Solar sales in the state are down between 77% and 85% year over year, according to Ohm Analytics, which hosts a proprietary database of solar projects in the United States based on permit and interconnection data. Interconnection application data from two of the three large California utilities, PG&E and SCE, also showed volume down between 66% and 83% year over year.
The contractors on the call provided their own anecdotes to paint a bleak picture of the state that used to lead the nation in solar policy.
San Diego’s HES Solar has been in business for over 20 years and just downsized from 70 to 33 people. Fresno’s Energy Concepts has 32 years of business under its belt and just reduced its workforce from 70 to 35 people. And Arcadia’s Construct Sun has already pulled out of California altogether to focus its resources on states that still offer one-to-one net metering on the East Coast and Midwest.
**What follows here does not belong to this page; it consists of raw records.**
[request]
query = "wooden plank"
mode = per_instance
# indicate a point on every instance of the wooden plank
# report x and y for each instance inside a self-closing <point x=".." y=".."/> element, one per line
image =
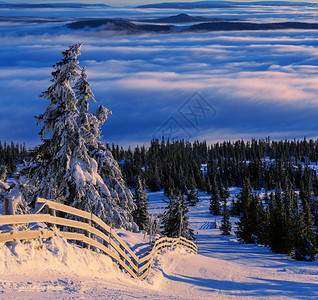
<point x="23" y="219"/>
<point x="86" y="215"/>
<point x="65" y="208"/>
<point x="124" y="255"/>
<point x="188" y="241"/>
<point x="25" y="235"/>
<point x="147" y="265"/>
<point x="126" y="247"/>
<point x="143" y="276"/>
<point x="147" y="257"/>
<point x="88" y="228"/>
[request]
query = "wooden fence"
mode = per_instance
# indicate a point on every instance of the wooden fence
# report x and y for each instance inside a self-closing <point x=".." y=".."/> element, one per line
<point x="92" y="232"/>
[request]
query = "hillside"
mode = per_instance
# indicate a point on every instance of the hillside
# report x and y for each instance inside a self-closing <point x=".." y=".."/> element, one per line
<point x="223" y="269"/>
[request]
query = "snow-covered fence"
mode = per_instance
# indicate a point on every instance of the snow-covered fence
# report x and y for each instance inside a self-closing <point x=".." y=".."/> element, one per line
<point x="91" y="231"/>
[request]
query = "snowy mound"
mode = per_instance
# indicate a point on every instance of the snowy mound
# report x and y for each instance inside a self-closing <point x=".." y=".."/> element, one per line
<point x="55" y="254"/>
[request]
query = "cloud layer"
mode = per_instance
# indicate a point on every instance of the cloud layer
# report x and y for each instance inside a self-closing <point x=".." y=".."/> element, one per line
<point x="258" y="83"/>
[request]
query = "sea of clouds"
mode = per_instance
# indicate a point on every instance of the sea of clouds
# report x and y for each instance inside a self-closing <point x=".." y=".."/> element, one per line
<point x="213" y="86"/>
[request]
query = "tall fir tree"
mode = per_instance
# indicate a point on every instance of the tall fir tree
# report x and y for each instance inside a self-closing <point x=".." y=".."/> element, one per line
<point x="226" y="225"/>
<point x="72" y="166"/>
<point x="140" y="214"/>
<point x="175" y="221"/>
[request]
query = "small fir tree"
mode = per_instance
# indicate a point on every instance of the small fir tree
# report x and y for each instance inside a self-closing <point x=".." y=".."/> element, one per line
<point x="141" y="215"/>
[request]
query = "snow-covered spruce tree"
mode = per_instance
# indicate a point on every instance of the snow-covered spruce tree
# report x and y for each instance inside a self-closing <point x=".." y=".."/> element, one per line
<point x="140" y="214"/>
<point x="250" y="228"/>
<point x="72" y="166"/>
<point x="175" y="220"/>
<point x="226" y="225"/>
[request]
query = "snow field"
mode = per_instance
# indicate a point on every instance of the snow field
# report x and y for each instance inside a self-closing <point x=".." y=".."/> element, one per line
<point x="223" y="269"/>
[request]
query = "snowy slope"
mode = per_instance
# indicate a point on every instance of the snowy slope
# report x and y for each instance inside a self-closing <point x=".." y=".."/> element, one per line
<point x="223" y="269"/>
“You don’t just hire somebody and then they start working for you, it takes years and years to develop skills. And we love to promote from within,” said Ross Williams, CEO of HES. “All those jobs are gone. Years and years of workforce development have just been wiped out, so it’s pretty depressing.”
Carlos Beccar, marketing director at Energy Concepts, said the hardest part of his job now is explaining NEM 3.0 to customers. The CPUC’s main argument for the plan was avoiding the duck curve of midday solar generation by encouraging more residential battery installations using complex hourly export rates. But even though some contractors on the call said they’re selling more batteries in California than before, the overall volume of work is way down.
“A lot of people talk about batteries and make it sound like it’s this simple thing — you just take a battery and plug it in. And it is so much more complicated,” Beccar said. “You have to have a system that’s big enough to charge the battery. Just because you have a battery, you can’t put a smaller [solar] system in by default. We’re selling the batteries; we love selling batteries; customers love the batteries. But the math is not there, even with a battery solution — it’s double the price; it’s not there.”
Most of the conversation focused on the residential market, but CALSSA executive director Bernadette Del Chiaro said commercial installations will feel the pain next, likely in 2024. The longer timelines for these projects have delayed the more immediate impacts felt by the residential market. But Kenneth Wells, CEO of O&M Solar, said his company is already seeing a preview of this in its commercial work.
“One of the things I focus on is doing subcontracting, and we’re not seeing as many bids for 2024 coming. We’re not seeing as many projects as we did the prior year,” Wells said.
CALSSA tried to end on a hopeful note, outlining three requests for policymakers to stave off additional harm to the industry. The group is asking for no further actions that could harm the market — including no solar taxes or fixed charges on residential customers and no limitations on licensed solar contractors installing solar + storage. It’s asking for a new “Million Solar Batteries Initiative” to make this technology affordable for homeowners, similar to the “Million Solar Homes Initiative” by the Schwarzenegger Administration. And it’s asking for the state to cut more red tape by getting firm with utilities about interconnection delays and simplifying permitting at the city and county levels.
Still, CALSSA said the harm already felt in the peak summer solar sales season is not a good sign for the traditionally slower winter ahead.
“It’s 2023. California has declared … that climate change is a crisis. We need three-times more solar energy and we need it as fast as we can,” said Del Chiaro. “We need more batteries. This should be the Golden Era. This should be the heyday. We should be hitting our stride and sprinting to the finish line. And instead we have California’s footsoldiers in the market to build our clean energy future in the most fast and accessible manner worried that they’re not even going to be able to make it through the winter.”